The plan’s concept was to operate the bodies without wear plates which were to be added later in the life of the body.

Mr Barker said 30 bodies were currently in service and that the design had been a success.

“They have proven to be a good compromise of durability and low tare weight,” he said. “There are lighter weight bodies available but these tend to require significant ongoing maintenance.”

Nick Griffith, Business Development Manager of Ground Breaking Innovations Pty Ltd, spoke about the process of benchmarking the productivity performance of mining dump trucks worldwide.

“Benchmarking is a tool to identify your position and performance against yourself and the rest of the world,” he said. “[It] is the process of seeking out and studying the best internal practices that produce superior performance.”

Mr Griffith said benchmarking identified the strengths and weaknesses of a company or organisation to determine key areas for opportunity and showing what was achievable and why.

He outlined a five step plan:
1. Data collection
2. Data entry and report production
3. Evaluation report preparation
4. Discussion of findings with company/organisation
5. Improvement action plan

Mr Griffiths said accurate data and interpretation were key factors to ensuring the effectiveness of benchmarking.
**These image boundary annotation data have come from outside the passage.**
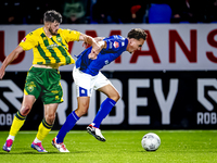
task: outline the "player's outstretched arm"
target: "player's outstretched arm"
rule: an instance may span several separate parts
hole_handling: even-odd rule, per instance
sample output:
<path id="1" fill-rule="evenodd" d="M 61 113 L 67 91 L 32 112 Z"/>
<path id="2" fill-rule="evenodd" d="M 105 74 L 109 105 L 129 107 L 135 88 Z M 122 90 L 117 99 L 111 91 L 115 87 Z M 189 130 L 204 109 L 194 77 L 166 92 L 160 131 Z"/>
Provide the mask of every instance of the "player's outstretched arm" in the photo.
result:
<path id="1" fill-rule="evenodd" d="M 8 66 L 13 60 L 15 60 L 15 59 L 18 57 L 18 54 L 20 54 L 21 52 L 23 52 L 23 51 L 24 51 L 23 48 L 22 48 L 21 46 L 17 46 L 17 47 L 5 58 L 5 60 L 3 61 L 3 63 L 2 63 L 2 65 L 1 65 L 1 67 L 0 67 L 0 79 L 3 78 L 7 66 Z"/>
<path id="2" fill-rule="evenodd" d="M 91 53 L 88 57 L 89 59 L 92 59 L 92 60 L 97 59 L 97 55 L 102 50 L 101 47 L 97 43 L 97 41 L 92 37 L 85 34 L 80 34 L 79 40 L 82 40 L 87 42 L 88 45 L 92 46 Z"/>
Other key speakers who addressed the conference included Linton Kirk, Chief Mining Engineer of Coffey Mining, who spoke about the geology and mine planning for body and bucket design of dump trucks. Chris le Cornu, Project Manager of Rio Tinto Alcan, outlined methods to maximise truck productivity at Weipa. Paul Clarke, General Manager Perth Operations of Austin Engineering Ltd, spoke about maximising payload and capacity potential. Gene Kostecki, CEO of Alloy Steel discussed reducing tray weight; and carryback and wear with wear liner design. Peter Knights, BMA Chair and Professor of Mining Engineering of The University of Queensland spoke about revising maintenance tactics to optimise fleet uptime. Dr Graham Lumley, Chief Executive Office of Ground Breaking Innovations Pty Ltd, highlighted ways to improve the problems associated with matching truck capacity to loader capacity. Patrick Glynn, Project Leader CSIRO of Queensland Centre for Advanced Technology, spoke about avoidance systems for large mine haul trucks utilising 360º proximity detection doppler radar.

Associate sponsors of the event were Queensland based engineering firms, Kador Engineering and Austin Engineering who also demonstrated their services to delegates.

A range of delegates were in attendance from across the mining industry ranging from Procurement Managers, Mining Engineers, Operations and Sales and Marketing managers.